The group in Wonsan includes a TV crew from the Associated Press news wire service, as well as media from the US, UK, China and Russia.

The North's decision to close the Punggye-ri site comes after it was used in more than half a dozen major nuclear detonation tests, measured as artificial earthquakes by seismologists around the world.

Chinese geologists have previously suggested that the strain of these explosions may have left the site close to collapse, raising questions about the true value of an offer to shut it down now.
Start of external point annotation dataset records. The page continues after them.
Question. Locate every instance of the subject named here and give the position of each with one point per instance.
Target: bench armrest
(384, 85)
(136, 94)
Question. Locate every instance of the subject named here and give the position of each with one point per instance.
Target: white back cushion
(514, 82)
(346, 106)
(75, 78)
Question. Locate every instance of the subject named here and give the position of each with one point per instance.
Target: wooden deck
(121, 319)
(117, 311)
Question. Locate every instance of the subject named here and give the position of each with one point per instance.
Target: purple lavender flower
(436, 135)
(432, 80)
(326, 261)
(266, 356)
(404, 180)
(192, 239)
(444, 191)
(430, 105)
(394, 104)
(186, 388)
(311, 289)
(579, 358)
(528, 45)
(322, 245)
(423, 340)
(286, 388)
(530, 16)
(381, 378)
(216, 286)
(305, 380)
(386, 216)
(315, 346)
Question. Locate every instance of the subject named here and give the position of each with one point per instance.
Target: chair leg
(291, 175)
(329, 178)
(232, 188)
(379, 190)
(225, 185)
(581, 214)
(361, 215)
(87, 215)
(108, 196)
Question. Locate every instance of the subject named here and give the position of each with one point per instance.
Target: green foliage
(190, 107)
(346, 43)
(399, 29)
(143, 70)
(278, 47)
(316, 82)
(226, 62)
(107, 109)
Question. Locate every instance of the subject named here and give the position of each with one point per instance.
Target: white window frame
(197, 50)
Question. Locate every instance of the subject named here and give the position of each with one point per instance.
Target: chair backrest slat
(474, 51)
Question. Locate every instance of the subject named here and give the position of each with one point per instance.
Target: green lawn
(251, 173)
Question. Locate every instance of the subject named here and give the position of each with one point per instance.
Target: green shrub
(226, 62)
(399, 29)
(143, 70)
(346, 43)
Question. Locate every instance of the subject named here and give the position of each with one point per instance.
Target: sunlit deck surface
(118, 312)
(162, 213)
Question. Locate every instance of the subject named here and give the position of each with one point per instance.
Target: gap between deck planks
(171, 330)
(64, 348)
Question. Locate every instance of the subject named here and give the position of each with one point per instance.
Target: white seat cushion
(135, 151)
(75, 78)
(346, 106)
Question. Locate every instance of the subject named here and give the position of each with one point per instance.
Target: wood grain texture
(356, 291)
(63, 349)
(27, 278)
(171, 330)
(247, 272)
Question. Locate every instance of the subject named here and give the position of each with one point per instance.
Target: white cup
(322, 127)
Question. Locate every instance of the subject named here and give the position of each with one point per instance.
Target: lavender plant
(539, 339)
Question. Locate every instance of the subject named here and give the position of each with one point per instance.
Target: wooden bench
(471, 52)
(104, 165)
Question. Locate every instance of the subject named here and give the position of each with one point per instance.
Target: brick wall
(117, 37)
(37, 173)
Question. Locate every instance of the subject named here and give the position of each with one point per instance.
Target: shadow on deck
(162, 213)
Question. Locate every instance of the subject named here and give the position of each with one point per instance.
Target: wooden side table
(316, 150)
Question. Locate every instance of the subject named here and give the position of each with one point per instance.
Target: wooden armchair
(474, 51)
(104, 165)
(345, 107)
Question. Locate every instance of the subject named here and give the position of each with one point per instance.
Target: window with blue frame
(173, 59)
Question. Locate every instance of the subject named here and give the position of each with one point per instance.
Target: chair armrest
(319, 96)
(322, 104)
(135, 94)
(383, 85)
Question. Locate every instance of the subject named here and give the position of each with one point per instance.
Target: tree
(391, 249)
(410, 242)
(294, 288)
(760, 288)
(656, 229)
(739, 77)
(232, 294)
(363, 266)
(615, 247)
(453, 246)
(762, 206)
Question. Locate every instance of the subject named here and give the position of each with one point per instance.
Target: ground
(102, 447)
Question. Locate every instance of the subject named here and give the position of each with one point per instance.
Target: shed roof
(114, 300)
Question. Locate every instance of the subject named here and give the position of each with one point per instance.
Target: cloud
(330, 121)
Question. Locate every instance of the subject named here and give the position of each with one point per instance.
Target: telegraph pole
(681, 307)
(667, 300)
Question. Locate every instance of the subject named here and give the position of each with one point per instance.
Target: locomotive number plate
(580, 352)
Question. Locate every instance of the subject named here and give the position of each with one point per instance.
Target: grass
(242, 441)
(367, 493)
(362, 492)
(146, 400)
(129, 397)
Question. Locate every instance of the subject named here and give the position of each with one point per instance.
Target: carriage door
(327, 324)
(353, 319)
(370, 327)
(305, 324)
Nonetheless, closing the site has generally been seen as a welcome gesture from Kim Jong-un. By inviting foreign media, the North appears to be hoping that dramatic images of explosions at tunnel entrances will be broadcast around the world. Pyongyang has not, however, invited international nuclear inspectors along - a decision which analysts say limits the exercise’s value as a serious concession.

It marks the latest stage of what has been a tumultuous journey towards an unprecedented summit between Mr Kim and Mr Trump - no sitting US president has ever held talks with a North Korean leader before.

Last week, North Korea threatened to pull out of the Singapore summit on 12 June after John Bolton, Mr Trump’s hawkish national security adviser, suggested Kim Jong-un would be offered the “Libyan model” of denuclearisation.

Mr Trump said on Tuesday there was a “substantial chance” the summit would not take place. South Korea hopes the North can be brought back to the table once joint military exercises - dubbed “Max Thunder” - finish on Friday.